St Nicholas is home to a large and lively congregation and forms the focal point for the community. The annual service to ‘Kirk’ the Lord Cornet elect is the first event of each Lanimer Week, and each year's Lanimer Queen is crowned high on a dais under the watchful eye of ‘The Wallace’.
The church also houses the annual ecumenical ‘Sing a Song for Christmas’ in alternate years, as well as services involving Lanark Grammar and Lanark Primary Schools.
The statue of William Wallace which stands in a niche above the front door was made by Robert Forrest of Carluke and presented to the town in 1882.
Wallace had very strong connections with Lanark. He married Marion Braidfute in the Old St Kentigern's and his assassination of the English governor in Lanark Castle in 1297 sparked off the struggle for Scottish independence.
The main beams of St. Nicholas Church are remarkable for their unbroken span.
The whole of the roof was re-instated and re-leaded as part of the 1994/95 restoration.
There are two bells at St. Nicholas. The larger one was originally from the Old Church of St. Kentigerns, and is believed to date from 1110 and is one of the oldest bells in Europe.
It is thought that William Wallace would have listened to the same church bell when he attended St. Kentigerns in 1296.
The pulpit fall, table runners and book markers are part of a sequence of such sets, each used at a particular time in the church's calendar and each designed and embroidered by dedicated teams of members as part of the process of restoration which took place in 1994/95.
The local branch of the Civic Trust annually presents the Neil Sinclair award to the project which, in their opinion, has done most to improve the environment and, for 1996, the award came to St Nicholas for the improvement to the interior of the church.

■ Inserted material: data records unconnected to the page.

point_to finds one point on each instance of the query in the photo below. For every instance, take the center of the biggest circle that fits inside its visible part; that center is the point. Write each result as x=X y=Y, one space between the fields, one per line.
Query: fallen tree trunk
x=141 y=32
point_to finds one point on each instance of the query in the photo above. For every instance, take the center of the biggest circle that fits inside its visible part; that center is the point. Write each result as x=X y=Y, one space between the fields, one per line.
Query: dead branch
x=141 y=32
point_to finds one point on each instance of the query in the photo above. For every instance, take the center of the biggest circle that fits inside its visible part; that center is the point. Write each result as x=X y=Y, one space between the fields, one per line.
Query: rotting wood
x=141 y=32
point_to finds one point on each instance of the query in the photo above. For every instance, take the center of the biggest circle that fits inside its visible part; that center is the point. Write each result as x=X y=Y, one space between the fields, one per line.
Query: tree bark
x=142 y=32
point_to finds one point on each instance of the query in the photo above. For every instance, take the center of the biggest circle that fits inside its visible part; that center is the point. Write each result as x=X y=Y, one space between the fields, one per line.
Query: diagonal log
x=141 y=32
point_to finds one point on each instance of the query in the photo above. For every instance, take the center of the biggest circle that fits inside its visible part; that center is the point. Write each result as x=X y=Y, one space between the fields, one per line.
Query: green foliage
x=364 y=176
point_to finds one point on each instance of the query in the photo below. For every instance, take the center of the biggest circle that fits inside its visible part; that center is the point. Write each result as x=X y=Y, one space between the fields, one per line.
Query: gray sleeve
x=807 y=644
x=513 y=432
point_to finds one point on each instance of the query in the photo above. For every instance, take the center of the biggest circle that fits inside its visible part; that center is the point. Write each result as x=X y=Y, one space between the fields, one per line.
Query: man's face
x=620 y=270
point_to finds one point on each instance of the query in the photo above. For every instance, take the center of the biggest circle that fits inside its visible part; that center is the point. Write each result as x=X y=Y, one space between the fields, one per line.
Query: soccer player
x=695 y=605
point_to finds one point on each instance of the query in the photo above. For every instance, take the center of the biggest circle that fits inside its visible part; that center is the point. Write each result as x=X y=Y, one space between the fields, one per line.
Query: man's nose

The black and gold plaque records this event.
The Mission Church Stained Glass Window
We have some very fine stained glass from Victorian times onwards, including an excellent example of modern glass in the Bicentenary window of 1974, shown below. This shows the figure of St Nicholas, the arms of the Royal Burgh and mounted figures of Burgh Standard-bearers past and present. The stand-bearer, or Lord Cornet, is still elected annually and is closely associated with the local summer celebrations of the Lanimers, based on the yearly inspection of the stones, marking the boundaries of the Royal Burgh.
Around the top of the window are the symbols of the town's traditional trade guilds, from left to right, Skinners, Wrights, Shoemakers, Smiths, Tailors and Dyers
The Bicentenary Window
The area set apart by gilded rails serves as a small chapel which is used for midweek services and on other special occasions. In a glass-topped case is the Yvetot Bible, presented by the People of Yvetot in Normandy, one of the area's twin towns. At the rear of the chapel there are two artificially lit stained glass panels which came from the Mission Church at New Lanark when it ceased to be used for worship in 1971.
The Minister's chair and communion table have both been gifted and come from the former St Kentigern's Church in Hope Street. Also in this area is the framed document from the Scottish Lyon Court confirming the detail of the grant of arms to St Nicholas in 1995. In heraldic language, this describes St Nicholas with his symbolic bag of gold, The Bible, the Royal Burgh's two-headed eagle and the symbols of the mediaeval church, mainly St Michael (the sword), St Catherine (the wheel), the Virgin Mary (the lily) and the Holy Blood.
The impressive church organ with its golden pipes, takes pride of place at the front of the church at St. Nicholas. The organ was originally built by Foster and Andrews of Hull, and was installed in 1892.
The instrument was completely rebuilt and its action reinstated to its original specification as part of the 1994/95 church restoration.